Laki-laki itu tersenyum. "Wah...kamu langsung minta maaf juga, ya. Apa itu tulus?" 

"Ten...tentu saja! Berapa yang harus saya bayar?" Maud mengeluarkan dua lembar uang lima puluh ribu. 

"Apa kamu bercanda?" Dahi laki-laki itu mengernyit. "Kamu pikir bisa membayar kekacauan yang sudah kamu buat hanya dengan dua lembar uang lima puluh ribuan? Gadis ini...ck, ck!"

"Apaan, sih? Anda...sopir taksi paling aneh yang pernah saya temui. Maksud Anda bagaimana? Karena sudah membantu menggendong adik saya jadi saya harus bayar berjuta-juta?"

tanya Maudy kesal. 

Laki-laki itu seolah enggan menanggapi Maudy. 

"Tarif ongkos ke rumah sakit kan hanya dua puluh lima ribu rupiah. Saya sudah memberikan empat kali lipat. Masih kurang jugakah? Lalu, apa-apaan itu? Anda selalu berdecak di hadapan orang asing setiap ada kesempatan. Hah ...saya bisa gila karena bertemu orang seperti Anda ini. Saya pikir Anda dewa penyelamat. Saya pikir Anda orang baik yang tulus. Ini... saya tambah satu lembar lagi. Ah, tidak. Itu sudah cukup. Saya bukan orang kelebihan uang. Jangan pernah mencari saya lagi. Saya mohon karena saya sedang sibuk dengan urusan lain."

Maudy berdiri dan meninggalkan laki-laki itu sambil merepet marah. 

"Pfft...Buahahaha...!" Setelah bengong sesaat, pria bernama lengkap Marcel Baret, sang pemilik grup Ferrore itu pun sengaja tertawa terbahak-bahak sambil memegangi. perutnya. Tidak disangka laki-laki itu malah terhibur dengan tingkah Maudy.
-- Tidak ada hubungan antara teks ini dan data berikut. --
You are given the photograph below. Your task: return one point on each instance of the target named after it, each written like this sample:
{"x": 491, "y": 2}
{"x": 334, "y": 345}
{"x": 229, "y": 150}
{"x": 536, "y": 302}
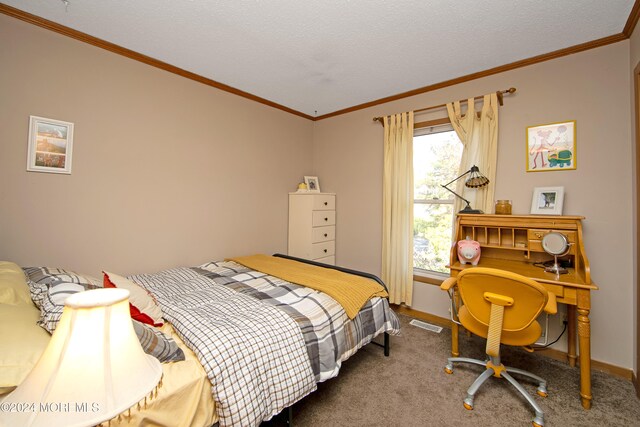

Beberapa orang yang melintas di depan taman itu menatap mereka dengan berbagai ekspresi. Maudy sampai berhenti dan berbalik untuk menutup mulut laki-laki itu. 

"Apakah kamu tidak punya rasa sopan? Ini rumah sakit. Di sini kebanyakan orang-orang sedang membutuhkan suasana tenang karena keluarganya sakit dan sedang dirawat." Maudy marah besar sehingga tidak lagi menggunakan kata "Anda". Menurutnya, orang yang ada di hadapannya sudah kelewatan.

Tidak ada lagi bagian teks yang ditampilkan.